Une opportunité en or d’exploiter l’IA pour le bien commun

Une opportunité en or d’exploiter l’IA pour le bien commun
Une opportunité en or d’exploiter l’IA pour le bien commun

La semaine dernière, le gouvernement canadien a offert son soutien à la Déclaration de Séoul pour une intelligence artificielle « sûre, innovante et inclusive ». Ce soutien ne sera qu’un vœu pieux tant que la stratégie canadienne en matière d’intelligence artificielle (IA) s’inspirera du modèle spéculatif de la Silicon Valley et servira des intérêts étrangers qui n’ont rien à voir avec le bien-être de la population canadienne. .

L’investissement massif de deux milliards de dollars pour créer un accès public à une infrastructure informatique efficace pourrait, en retour, représenter une opportunité en or d’exploiter l’IA au profit du bien commun.

Actuellement, l’accès à une puissance de calcul de haut niveau est limité car seules les très grandes entreprises peuvent mettre en place une infrastructure adéquate. Selon les informations contenues dans le dernier budget de Freeland, le gouvernement aurait récemment signé une lettre d’intention avec la société Nvidia. Cette dernière fabrique des puces électroniques excessivement coûteuses, mais extrêmement efficaces pour l’analyse des données. Si le gouvernement veut donner un coup de pouce aux entreprises et aux chercheurs en IA, c’est parce qu’il croit aux retombées économiques importantes pour le Canada. Pourtant, les promesses de gains ont été sapées par les recherches qui démontrent les pièges de la stratégie de développement actuelle.

En 2019, l’Institut de recherche et d’information socioéconomiques (IRIS) a publié une étude montrant que les attentes économiques en matière d’IA étaient gonflées dans un contexte de concentration accrue de l’innovation dans les entreprises. Cela signifiait que les entreprises québécoises et canadiennes avaient peu de chances de générer des bénéfices sociaux puisqu’elles étaient vouées à être rachetées par les géants de la Silicon Valley ou à faire faillite. Depuis, Element AI et Imagia, deux entreprises perçues comme les fleurons du futur de l’IA au Québec, ont respectivement suivi ces avenues.

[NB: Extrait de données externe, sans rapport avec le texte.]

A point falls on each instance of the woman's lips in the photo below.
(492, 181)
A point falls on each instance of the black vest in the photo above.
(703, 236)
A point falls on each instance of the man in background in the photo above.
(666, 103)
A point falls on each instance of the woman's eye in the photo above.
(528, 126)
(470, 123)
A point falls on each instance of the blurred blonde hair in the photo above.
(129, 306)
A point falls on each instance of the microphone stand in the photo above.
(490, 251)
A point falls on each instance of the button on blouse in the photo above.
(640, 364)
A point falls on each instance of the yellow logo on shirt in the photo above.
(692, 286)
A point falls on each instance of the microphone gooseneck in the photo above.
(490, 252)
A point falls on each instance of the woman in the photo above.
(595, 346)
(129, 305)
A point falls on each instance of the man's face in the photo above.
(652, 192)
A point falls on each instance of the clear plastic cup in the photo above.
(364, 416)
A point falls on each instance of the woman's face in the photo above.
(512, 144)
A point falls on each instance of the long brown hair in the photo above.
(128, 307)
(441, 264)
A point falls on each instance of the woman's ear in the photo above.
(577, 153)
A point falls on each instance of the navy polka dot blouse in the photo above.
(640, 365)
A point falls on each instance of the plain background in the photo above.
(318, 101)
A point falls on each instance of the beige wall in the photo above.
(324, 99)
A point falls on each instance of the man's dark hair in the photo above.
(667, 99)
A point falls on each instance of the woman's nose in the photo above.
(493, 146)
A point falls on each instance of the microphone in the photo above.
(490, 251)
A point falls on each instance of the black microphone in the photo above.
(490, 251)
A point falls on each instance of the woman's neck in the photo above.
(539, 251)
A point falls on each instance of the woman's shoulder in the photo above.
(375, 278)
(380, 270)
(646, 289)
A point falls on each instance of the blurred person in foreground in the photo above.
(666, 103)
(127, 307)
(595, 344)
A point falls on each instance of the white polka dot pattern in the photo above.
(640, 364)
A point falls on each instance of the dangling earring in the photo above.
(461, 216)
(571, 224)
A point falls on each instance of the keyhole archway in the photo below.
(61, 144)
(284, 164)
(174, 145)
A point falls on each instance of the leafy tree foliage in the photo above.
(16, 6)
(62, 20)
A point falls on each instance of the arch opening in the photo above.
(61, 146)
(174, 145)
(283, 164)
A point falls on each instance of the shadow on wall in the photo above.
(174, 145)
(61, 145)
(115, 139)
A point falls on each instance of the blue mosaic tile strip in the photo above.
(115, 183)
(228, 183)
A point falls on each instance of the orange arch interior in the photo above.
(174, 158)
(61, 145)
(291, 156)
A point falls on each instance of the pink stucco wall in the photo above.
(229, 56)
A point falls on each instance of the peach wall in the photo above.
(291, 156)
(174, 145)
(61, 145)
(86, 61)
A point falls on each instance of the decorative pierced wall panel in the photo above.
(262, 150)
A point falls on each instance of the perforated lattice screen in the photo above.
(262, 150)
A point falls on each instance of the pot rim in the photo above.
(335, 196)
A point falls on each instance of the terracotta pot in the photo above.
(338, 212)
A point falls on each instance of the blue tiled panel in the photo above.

D’autres travaux ont également montré que ceux qui bénéficiaient principalement des investissements publics étaient un très petit nombre d’entreprises et de chercheurs du secteur, dont le Canada n’était pas en mesure de conserver la propriété intellectuelle. En outre, les investissements privés dans la recherche et le développement continuent de diminuer, tandis que les résultats de la science publique sont de plus en plus privatisés.

Quant aux effets sur la productivité, ils restent à démontrer, notamment dans la fonction publique. Dans le secteur de la santé, IRIS a montré que la domination des industries pharmaceutique et numérique empêchait une augmentation globale de l’efficacité du système public. Les technologies développées sont au service d’une médecine hyperspécialisée qui néglige presque entièrement la prévention. Les interventions sur les déterminants environnementaux ou sociaux de la santé sont laissées de côté, au profit des industries qui profitent de la maladie.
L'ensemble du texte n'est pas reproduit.